- Save-A-Lot announced last week it plans to close all 13 of its stores in California and Nevada along with one distribution center, according to Supermarket News. The stores were the westernmost outposts for the discount retailer, which has more than 1,300 locations in 37 states.
- The decision came down from Onex Corp, the private equity firm that bought Save-A-Lot from former parent company Supervalu for $1.4 billion last year.
- Save-A-Lot CEO Eric Claus told Supermarket News that the company has chosen to focus on expanding within its core markets. “We have 13 stores and a DC in a very distant and difficult market to grow in, and we’ve got another 1,400 stores from Colorado to the East served by distribution centers with a lot of room to grow,” he said.
Less than two years ago, Save-A-Lot and parent company Supervalu had a grand vision for the discount chain’s western conquest. But those plans largely hinged on an IPO for Save-A-Lot that never materialized, and was no doubt driven by upper management’s experience operating in the western United States. Supervalu CEO Sam Duncan and then-head of Save-A-Lot Richie Casteel both came from Albertson’s, which operates stores throughout the West, including Idaho, California and Nevada.
The short time between its purchase of Save-A-Lot and this most recent announcement suggests that new owner Onex thought this was a bad idea. And to be sure, the areas where Save-A-Lot sought to grow, particularly Southern California, are already saturated with competitors, including long-time operators like Ralph’s, Safeway and Trader Joe’s. Save-A-Lot was also fending off discounters like Aldi and Grocery Outlet that had made recent moves into the region.
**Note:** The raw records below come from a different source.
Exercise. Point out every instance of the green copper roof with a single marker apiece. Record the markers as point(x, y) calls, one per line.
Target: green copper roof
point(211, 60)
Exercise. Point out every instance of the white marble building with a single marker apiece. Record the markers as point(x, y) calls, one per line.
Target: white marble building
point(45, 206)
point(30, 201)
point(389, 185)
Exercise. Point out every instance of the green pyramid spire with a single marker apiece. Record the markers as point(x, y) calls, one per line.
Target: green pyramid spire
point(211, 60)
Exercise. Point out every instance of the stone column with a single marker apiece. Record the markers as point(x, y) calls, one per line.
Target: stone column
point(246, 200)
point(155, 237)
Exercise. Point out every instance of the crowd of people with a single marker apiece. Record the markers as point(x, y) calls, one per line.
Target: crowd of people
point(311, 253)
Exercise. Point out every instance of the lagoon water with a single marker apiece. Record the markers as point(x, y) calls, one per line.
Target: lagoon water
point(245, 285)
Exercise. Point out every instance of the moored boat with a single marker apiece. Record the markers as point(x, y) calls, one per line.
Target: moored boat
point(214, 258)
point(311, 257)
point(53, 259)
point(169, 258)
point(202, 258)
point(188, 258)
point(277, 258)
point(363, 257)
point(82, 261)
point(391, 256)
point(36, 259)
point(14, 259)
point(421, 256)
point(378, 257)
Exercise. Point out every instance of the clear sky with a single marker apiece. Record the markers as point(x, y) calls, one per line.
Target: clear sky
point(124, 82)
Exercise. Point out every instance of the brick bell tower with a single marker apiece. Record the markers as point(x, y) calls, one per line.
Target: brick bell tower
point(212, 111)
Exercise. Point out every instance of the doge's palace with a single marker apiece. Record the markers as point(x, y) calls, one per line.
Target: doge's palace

This decision to close says a lot about private equity firms like Onex and their management of supermarkets. Recent years have seen more and more of these firms buying up retailers, largely because they offer stable cash flow. Instability in the industry has also left many grocery chains up for grabs at attractive prices.
These new owners are very conservative managers. Whereas supermarket operators like Supervalu have traditionally focused on market share and volume when weighing investment decisions, private equity is all about return on investment. They want to see regular profits, and will cut away excess fat that weighs against those returns.
Private equity tends to be shy about losing money on long-term investments. But they are masters of analytics, and have diverse holdings that can inform an outside-the-box approach to supermarket management. In the low-margin and increasingly fractured food retail industry, these capabilities could be key in the coming years.